I think the problems between Henry and Anne must have been more to do with character - perhaps she wasn’t as compliant, submissive and/or flattering as he wanted? Not good enough in bed? Who knows.

This never occurred to me while I was watching the series, but yes he would have. In addition to playing Duncan In Last of the Mohicans, he also was in the A&E miniseries of Ivanhoe which was brodcast about 12 years ago (yikes, where does the time go?), as the title character and he was Fabulous.

I thought that the series was visually stunning and I loved the very pretty costumes (but then, I am a costumer and Tudor is one of my favorites), but have to agree that historically, it has to be taken with a grain of salt. Still fun to watch, though.
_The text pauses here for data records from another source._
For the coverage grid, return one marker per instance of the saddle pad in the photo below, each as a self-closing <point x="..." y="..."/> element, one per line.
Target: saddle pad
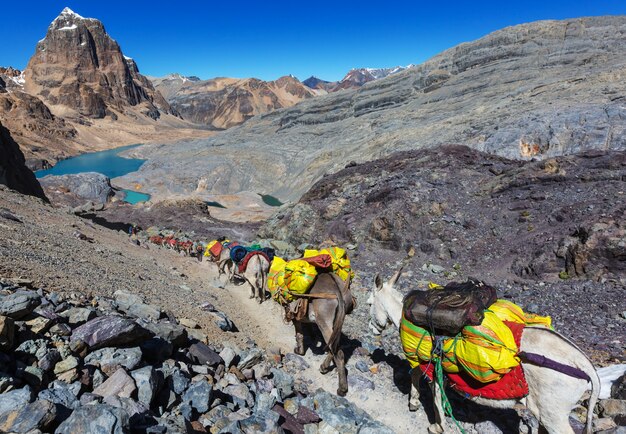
<point x="244" y="262"/>
<point x="512" y="385"/>
<point x="319" y="261"/>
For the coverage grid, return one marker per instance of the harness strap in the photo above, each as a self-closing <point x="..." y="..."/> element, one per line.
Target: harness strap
<point x="539" y="360"/>
<point x="321" y="295"/>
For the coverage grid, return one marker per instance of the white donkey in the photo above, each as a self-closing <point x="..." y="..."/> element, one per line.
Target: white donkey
<point x="256" y="275"/>
<point x="551" y="394"/>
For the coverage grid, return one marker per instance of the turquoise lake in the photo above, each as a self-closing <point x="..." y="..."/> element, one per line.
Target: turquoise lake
<point x="109" y="163"/>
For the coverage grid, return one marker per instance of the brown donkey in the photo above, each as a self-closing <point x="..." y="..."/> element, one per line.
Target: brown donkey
<point x="330" y="301"/>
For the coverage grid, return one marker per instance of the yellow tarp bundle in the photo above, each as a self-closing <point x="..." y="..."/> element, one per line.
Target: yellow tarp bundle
<point x="287" y="277"/>
<point x="485" y="352"/>
<point x="341" y="262"/>
<point x="299" y="275"/>
<point x="276" y="279"/>
<point x="207" y="252"/>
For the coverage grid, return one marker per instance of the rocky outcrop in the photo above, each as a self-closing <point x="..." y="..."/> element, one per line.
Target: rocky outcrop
<point x="13" y="172"/>
<point x="226" y="102"/>
<point x="80" y="67"/>
<point x="536" y="90"/>
<point x="54" y="382"/>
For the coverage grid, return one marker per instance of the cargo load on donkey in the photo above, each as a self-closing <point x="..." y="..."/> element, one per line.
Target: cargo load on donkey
<point x="465" y="329"/>
<point x="289" y="280"/>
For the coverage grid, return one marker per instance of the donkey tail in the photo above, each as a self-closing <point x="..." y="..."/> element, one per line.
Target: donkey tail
<point x="340" y="315"/>
<point x="593" y="399"/>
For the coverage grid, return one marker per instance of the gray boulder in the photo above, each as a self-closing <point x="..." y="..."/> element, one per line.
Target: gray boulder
<point x="37" y="415"/>
<point x="108" y="359"/>
<point x="170" y="332"/>
<point x="7" y="332"/>
<point x="147" y="382"/>
<point x="107" y="331"/>
<point x="199" y="395"/>
<point x="203" y="354"/>
<point x="88" y="186"/>
<point x="133" y="305"/>
<point x="15" y="399"/>
<point x="98" y="418"/>
<point x="119" y="384"/>
<point x="19" y="304"/>
<point x="78" y="315"/>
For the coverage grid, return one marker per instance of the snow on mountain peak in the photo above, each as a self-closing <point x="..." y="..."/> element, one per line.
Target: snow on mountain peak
<point x="68" y="11"/>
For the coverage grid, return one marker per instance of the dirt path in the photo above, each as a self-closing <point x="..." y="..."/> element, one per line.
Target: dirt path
<point x="264" y="324"/>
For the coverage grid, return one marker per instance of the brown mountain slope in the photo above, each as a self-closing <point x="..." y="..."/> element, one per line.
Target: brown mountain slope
<point x="13" y="171"/>
<point x="226" y="102"/>
<point x="548" y="235"/>
<point x="80" y="93"/>
<point x="79" y="67"/>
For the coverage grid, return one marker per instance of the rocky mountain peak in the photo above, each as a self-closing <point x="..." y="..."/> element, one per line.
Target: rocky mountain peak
<point x="79" y="67"/>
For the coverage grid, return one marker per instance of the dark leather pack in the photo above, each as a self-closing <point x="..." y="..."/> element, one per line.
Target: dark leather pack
<point x="448" y="310"/>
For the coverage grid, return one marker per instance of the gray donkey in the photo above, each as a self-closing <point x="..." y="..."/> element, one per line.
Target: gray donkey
<point x="330" y="301"/>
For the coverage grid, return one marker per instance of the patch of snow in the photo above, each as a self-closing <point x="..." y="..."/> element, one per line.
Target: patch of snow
<point x="608" y="375"/>
<point x="19" y="80"/>
<point x="68" y="11"/>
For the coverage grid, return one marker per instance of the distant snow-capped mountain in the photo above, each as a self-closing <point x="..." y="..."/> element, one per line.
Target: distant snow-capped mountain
<point x="355" y="78"/>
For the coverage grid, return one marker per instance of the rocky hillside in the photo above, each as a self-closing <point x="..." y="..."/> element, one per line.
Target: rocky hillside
<point x="226" y="102"/>
<point x="548" y="234"/>
<point x="536" y="90"/>
<point x="80" y="93"/>
<point x="13" y="171"/>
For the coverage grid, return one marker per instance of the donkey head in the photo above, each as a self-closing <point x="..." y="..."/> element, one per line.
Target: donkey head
<point x="379" y="301"/>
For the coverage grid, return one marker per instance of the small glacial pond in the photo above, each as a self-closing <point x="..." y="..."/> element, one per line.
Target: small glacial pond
<point x="270" y="200"/>
<point x="109" y="163"/>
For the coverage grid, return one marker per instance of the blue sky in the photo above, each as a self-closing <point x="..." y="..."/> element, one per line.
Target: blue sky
<point x="269" y="39"/>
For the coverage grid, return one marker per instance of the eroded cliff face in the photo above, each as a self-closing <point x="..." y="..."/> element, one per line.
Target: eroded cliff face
<point x="80" y="67"/>
<point x="13" y="171"/>
<point x="537" y="90"/>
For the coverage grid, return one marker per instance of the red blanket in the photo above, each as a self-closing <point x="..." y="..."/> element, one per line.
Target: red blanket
<point x="512" y="385"/>
<point x="216" y="250"/>
<point x="320" y="261"/>
<point x="244" y="262"/>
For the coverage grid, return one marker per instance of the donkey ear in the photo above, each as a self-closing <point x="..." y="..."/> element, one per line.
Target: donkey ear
<point x="379" y="282"/>
<point x="396" y="276"/>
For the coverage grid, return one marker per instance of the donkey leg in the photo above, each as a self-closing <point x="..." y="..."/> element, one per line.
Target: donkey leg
<point x="414" y="394"/>
<point x="440" y="424"/>
<point x="299" y="349"/>
<point x="342" y="390"/>
<point x="325" y="367"/>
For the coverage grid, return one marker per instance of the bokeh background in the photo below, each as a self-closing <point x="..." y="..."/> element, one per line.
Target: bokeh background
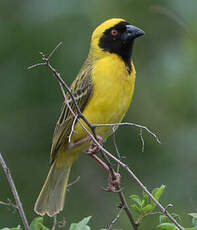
<point x="165" y="100"/>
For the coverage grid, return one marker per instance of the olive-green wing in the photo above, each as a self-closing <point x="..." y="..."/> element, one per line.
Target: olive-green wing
<point x="82" y="88"/>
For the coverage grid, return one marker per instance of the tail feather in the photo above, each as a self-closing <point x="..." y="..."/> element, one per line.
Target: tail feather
<point x="51" y="198"/>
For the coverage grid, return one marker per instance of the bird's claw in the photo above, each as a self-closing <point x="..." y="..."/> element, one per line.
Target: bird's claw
<point x="114" y="183"/>
<point x="94" y="148"/>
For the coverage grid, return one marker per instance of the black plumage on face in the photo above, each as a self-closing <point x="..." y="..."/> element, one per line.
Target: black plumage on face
<point x="119" y="40"/>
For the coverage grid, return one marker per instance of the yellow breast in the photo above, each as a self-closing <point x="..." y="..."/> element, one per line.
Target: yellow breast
<point x="112" y="94"/>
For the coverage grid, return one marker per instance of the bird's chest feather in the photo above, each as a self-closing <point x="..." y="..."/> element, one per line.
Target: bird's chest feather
<point x="112" y="91"/>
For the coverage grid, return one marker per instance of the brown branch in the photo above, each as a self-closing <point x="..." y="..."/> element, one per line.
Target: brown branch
<point x="116" y="218"/>
<point x="9" y="204"/>
<point x="15" y="193"/>
<point x="103" y="150"/>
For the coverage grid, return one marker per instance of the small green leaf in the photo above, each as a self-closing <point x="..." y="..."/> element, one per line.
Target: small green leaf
<point x="168" y="226"/>
<point x="148" y="208"/>
<point x="193" y="214"/>
<point x="17" y="228"/>
<point x="37" y="224"/>
<point x="136" y="199"/>
<point x="190" y="228"/>
<point x="157" y="192"/>
<point x="137" y="209"/>
<point x="82" y="225"/>
<point x="145" y="200"/>
<point x="163" y="219"/>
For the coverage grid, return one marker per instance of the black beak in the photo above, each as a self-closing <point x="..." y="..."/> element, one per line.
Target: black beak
<point x="132" y="32"/>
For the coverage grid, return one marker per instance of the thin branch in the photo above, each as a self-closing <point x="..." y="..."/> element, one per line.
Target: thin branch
<point x="116" y="148"/>
<point x="9" y="204"/>
<point x="53" y="51"/>
<point x="74" y="182"/>
<point x="54" y="222"/>
<point x="15" y="193"/>
<point x="72" y="129"/>
<point x="130" y="124"/>
<point x="116" y="218"/>
<point x="142" y="139"/>
<point x="36" y="65"/>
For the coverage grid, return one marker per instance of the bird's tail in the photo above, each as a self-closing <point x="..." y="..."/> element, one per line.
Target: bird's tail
<point x="51" y="198"/>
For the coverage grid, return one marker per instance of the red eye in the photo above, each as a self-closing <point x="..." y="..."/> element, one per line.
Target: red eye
<point x="114" y="32"/>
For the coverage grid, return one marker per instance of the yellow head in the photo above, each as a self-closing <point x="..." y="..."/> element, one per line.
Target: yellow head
<point x="114" y="36"/>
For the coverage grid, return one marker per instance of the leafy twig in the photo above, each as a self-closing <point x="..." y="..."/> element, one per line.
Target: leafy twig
<point x="116" y="218"/>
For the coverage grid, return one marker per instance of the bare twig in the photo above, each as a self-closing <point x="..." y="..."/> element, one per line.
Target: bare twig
<point x="9" y="204"/>
<point x="131" y="124"/>
<point x="15" y="193"/>
<point x="105" y="153"/>
<point x="72" y="129"/>
<point x="54" y="222"/>
<point x="116" y="148"/>
<point x="116" y="218"/>
<point x="74" y="182"/>
<point x="142" y="139"/>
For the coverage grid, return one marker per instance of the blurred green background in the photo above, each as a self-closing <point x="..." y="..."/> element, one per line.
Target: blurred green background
<point x="165" y="100"/>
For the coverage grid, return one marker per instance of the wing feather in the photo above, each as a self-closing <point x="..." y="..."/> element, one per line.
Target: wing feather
<point x="81" y="88"/>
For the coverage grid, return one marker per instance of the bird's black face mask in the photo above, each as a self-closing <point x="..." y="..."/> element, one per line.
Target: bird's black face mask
<point x="119" y="39"/>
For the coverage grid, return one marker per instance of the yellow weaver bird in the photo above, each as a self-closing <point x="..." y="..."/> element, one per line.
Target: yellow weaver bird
<point x="103" y="90"/>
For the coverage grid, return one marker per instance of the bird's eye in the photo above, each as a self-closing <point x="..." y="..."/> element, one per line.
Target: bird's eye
<point x="114" y="32"/>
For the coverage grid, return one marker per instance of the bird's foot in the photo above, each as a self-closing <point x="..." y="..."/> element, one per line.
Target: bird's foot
<point x="94" y="148"/>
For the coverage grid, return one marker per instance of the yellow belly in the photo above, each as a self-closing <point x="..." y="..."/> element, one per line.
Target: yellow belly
<point x="112" y="94"/>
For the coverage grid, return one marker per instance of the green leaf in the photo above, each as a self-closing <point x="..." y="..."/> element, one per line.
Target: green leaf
<point x="168" y="226"/>
<point x="17" y="228"/>
<point x="190" y="228"/>
<point x="145" y="200"/>
<point x="148" y="208"/>
<point x="82" y="225"/>
<point x="37" y="224"/>
<point x="163" y="219"/>
<point x="193" y="214"/>
<point x="137" y="209"/>
<point x="137" y="199"/>
<point x="194" y="219"/>
<point x="157" y="192"/>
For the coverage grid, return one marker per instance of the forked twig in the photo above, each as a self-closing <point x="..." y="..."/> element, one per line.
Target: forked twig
<point x="15" y="193"/>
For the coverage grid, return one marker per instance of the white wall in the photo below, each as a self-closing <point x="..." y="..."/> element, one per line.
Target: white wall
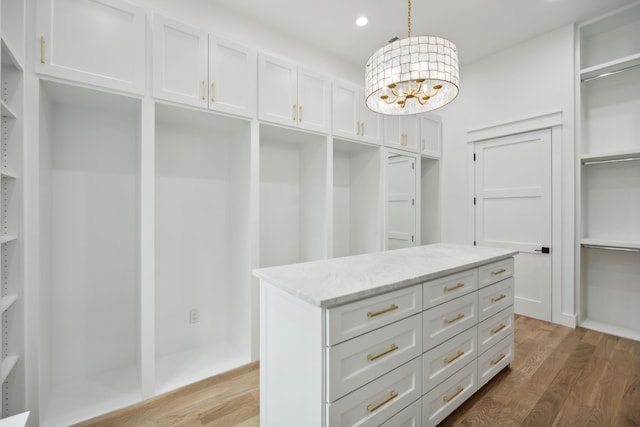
<point x="527" y="80"/>
<point x="218" y="20"/>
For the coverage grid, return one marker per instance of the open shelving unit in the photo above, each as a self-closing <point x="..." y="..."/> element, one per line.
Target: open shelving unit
<point x="357" y="195"/>
<point x="89" y="257"/>
<point x="203" y="265"/>
<point x="609" y="173"/>
<point x="294" y="188"/>
<point x="12" y="107"/>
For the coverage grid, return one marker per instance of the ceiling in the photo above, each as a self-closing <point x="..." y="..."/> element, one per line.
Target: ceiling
<point x="477" y="27"/>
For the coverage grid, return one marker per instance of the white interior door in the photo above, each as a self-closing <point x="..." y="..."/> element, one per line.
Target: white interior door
<point x="513" y="210"/>
<point x="401" y="201"/>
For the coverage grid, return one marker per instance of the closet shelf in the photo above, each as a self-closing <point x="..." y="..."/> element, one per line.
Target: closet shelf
<point x="610" y="157"/>
<point x="7" y="112"/>
<point x="7" y="302"/>
<point x="610" y="244"/>
<point x="7" y="366"/>
<point x="609" y="68"/>
<point x="8" y="55"/>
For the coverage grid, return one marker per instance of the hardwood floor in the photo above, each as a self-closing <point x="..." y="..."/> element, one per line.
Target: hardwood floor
<point x="559" y="377"/>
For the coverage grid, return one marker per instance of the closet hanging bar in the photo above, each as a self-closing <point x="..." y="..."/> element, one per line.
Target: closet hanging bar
<point x="610" y="73"/>
<point x="596" y="162"/>
<point x="611" y="248"/>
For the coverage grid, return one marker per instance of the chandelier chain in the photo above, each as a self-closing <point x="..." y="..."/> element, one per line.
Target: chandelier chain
<point x="409" y="19"/>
I know everything in this show should be taken with a grain of salt but I feel that the show has been fairly reasonable in terms of its portrayals of both sides (Catholic and Protestant). There have been a lot of things in this show which have piqued my interest and I can only wonder if these are actually factual.

  1. Is it true that during those times, “Kings got divorced all the time and Popes always found an excuse”? The following was said by Cardinal Thomas Wosley in the series. The show has been interesting so far and It seems to have no anti-Catholic leanings whatsoever, however, I find it hard to believe that an (so far) impartial show could promote such a glaring historical lie. :eek:
  2. Historically speaking, was Cardinal Wolsey a worldly and ambitious man? (as he is portrayed in this show)?
  3. Did Henry VIII’s sister really kill that Portugal king (via suffocation)?

If there are any other important historical falsehoods that are presented in this show that I should know about please let me know!